3. Soweit der Patentinhaber mehrere unterschiedliche noch annahmefähige Angebote abgegeben hat, zum Beispiel ein Angebot betreffend eine bilaterale Lizenz an dem Portfolio des Patentinhabers und ein Angebot betreffend eine Lizenz an dem Portfolio eines Patentpools, in dem das zu lizenzierende Patent oder Portfolio des Patentinhabers mit enthalten ist, kann die auf Unterlassung, Rückruf und Vernichtung gerichtete Verletzungsklage nicht abgewiesen werden, wenn davon auszugehen ist, dass mindestens eines der beiden Angebote den kartellrechtlichen Anforderungen genügt. Denn der Patentinhaber ist aus kartellrechtlichen Gründen nur gehalten, dem Patentbenutzer einen Lizenzierungsweg aufzuzeigen, der den FRAND-Anforderungen genügt. Der Patentinhaber kann seinen kartellrechtlichen Verpflichtungen insbesondere durch das Angebot einer Pool-Lizenz nachkommen. Dasselbe gilt auch in Bezug auf eine vertragsrechtliche Bewertung, zum Beispiel in Bezug auf einen unter Geltung der IEEE Bylaws 2007 abgegebenen Letter of Assurance (LOA).
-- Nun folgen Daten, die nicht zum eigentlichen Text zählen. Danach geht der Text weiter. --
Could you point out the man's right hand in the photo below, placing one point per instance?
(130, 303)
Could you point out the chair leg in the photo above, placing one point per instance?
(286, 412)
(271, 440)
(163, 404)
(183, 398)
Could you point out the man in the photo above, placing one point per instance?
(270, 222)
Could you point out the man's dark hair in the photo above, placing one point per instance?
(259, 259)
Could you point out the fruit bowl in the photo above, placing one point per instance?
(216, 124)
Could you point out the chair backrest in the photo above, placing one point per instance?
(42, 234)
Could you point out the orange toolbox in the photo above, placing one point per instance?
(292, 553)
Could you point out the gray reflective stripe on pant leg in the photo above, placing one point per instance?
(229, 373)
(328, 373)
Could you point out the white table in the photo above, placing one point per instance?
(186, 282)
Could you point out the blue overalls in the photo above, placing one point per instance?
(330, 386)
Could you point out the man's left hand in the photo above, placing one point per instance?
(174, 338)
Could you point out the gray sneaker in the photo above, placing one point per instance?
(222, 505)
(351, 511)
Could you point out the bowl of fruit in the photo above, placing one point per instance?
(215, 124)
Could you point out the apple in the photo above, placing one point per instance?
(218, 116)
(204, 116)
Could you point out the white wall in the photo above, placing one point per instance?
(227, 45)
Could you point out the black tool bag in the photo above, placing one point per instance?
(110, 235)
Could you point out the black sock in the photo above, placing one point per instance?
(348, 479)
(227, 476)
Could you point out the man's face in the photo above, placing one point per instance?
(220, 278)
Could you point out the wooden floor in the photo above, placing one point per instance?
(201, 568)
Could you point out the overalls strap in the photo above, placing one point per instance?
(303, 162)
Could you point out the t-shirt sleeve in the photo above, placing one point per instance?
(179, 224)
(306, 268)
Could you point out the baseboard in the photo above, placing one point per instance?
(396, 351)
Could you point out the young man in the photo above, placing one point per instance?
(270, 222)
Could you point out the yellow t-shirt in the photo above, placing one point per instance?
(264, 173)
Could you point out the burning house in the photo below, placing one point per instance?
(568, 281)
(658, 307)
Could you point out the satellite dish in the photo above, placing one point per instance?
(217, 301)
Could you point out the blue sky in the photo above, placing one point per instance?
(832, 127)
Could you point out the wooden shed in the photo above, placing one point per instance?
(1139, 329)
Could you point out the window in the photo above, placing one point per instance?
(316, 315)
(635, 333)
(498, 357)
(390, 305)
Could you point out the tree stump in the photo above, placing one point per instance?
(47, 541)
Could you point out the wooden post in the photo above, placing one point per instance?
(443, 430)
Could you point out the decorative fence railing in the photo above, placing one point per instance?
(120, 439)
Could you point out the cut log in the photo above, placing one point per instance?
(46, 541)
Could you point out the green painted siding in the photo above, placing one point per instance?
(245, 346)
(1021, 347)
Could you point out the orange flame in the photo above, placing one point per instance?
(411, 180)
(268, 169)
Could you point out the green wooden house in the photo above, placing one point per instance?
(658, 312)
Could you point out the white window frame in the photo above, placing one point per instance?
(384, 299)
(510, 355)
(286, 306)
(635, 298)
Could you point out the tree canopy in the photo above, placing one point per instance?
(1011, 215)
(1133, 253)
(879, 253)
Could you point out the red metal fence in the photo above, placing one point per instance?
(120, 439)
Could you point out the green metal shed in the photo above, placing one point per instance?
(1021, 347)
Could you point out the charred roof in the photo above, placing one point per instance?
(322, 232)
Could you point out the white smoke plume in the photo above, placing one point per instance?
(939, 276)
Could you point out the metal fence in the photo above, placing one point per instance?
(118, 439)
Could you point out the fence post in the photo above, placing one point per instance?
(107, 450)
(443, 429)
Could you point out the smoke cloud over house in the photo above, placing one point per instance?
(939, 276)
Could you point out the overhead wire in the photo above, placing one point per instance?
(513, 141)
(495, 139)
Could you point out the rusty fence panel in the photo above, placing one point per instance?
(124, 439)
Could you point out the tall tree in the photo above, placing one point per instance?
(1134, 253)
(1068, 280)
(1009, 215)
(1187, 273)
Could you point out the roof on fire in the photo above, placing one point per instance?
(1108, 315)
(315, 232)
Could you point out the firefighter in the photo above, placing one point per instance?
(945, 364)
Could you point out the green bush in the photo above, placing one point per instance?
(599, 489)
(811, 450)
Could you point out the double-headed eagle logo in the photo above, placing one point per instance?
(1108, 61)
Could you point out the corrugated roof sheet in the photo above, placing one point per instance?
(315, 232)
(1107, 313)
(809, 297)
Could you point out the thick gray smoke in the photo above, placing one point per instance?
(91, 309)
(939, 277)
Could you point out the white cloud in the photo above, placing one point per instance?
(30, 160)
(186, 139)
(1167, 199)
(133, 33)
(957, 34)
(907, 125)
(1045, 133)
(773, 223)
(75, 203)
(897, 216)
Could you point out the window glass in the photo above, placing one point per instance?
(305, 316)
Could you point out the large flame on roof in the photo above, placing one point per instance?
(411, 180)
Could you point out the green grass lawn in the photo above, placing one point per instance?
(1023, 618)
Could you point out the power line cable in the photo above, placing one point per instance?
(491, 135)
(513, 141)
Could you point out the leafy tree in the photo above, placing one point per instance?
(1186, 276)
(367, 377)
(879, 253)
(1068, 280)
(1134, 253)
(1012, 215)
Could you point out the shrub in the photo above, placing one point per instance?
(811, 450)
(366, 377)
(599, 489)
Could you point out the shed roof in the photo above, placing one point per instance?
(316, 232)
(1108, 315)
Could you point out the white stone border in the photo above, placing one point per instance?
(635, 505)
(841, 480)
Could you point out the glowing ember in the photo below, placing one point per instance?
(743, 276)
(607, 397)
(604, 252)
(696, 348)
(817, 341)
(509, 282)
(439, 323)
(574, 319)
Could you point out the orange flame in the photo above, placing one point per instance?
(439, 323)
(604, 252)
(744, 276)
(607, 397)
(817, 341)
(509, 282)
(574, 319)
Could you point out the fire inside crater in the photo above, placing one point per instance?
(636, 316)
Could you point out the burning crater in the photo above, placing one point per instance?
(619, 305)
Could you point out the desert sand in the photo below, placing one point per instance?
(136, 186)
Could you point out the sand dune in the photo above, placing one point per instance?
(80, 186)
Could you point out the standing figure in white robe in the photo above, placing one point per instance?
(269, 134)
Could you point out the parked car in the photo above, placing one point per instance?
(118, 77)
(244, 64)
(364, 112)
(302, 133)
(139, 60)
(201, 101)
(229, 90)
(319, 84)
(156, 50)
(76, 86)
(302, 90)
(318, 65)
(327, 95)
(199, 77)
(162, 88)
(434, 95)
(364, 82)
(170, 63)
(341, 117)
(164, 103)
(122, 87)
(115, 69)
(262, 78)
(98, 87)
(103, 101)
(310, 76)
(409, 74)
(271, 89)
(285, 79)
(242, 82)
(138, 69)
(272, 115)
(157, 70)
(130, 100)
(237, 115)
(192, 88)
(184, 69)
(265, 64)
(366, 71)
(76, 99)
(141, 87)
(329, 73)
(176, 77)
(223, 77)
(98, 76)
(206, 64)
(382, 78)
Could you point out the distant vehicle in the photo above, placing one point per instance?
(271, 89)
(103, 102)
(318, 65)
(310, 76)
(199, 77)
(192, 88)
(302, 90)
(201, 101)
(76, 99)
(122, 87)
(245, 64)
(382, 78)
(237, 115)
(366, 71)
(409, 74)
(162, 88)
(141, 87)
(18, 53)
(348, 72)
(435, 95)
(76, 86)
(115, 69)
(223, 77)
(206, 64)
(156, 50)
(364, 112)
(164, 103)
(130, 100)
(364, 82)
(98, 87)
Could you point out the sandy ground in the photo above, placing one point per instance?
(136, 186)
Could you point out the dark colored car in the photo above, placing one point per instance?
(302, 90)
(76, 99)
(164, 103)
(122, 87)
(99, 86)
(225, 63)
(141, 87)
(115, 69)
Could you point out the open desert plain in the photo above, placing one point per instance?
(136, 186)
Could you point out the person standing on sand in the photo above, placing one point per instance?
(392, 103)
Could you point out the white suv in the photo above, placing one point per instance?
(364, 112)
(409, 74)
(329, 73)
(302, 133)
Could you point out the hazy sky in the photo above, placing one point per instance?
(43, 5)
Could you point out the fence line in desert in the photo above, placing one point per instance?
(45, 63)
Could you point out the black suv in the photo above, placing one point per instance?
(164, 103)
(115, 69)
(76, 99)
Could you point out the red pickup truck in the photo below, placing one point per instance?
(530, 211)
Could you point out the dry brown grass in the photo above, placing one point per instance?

4. Die Ausführungen des Unionsgerichtshofs in Randnummern 66-67 des Urteils Huawei v. ZTE bedeuten, dass die Klageerhebung kartellrechtswidrig sein mag, weil das Angebot des Patentinhabers FRAND-Bedingungen widerspricht, der Verletzter dies im Rahmen einer Verteidigung gegen denjenigen Teil der Klage, der auf Unterlassung, Rückruf oder Vernichtung gerichtet ist aber nur dann einwenden darf, wenn er selbst ohne Verzögerungstaktik ein konkretes Gegenangebot unterbreitet hat, das FRAND-Bedingungen entspricht, sowie darüberhinausgehend im Falle von dessen Ablehnung eine angemessene Sicherheit geleistet und Auskunft über den Umfang der Benutzungshandlungen gegeben hat.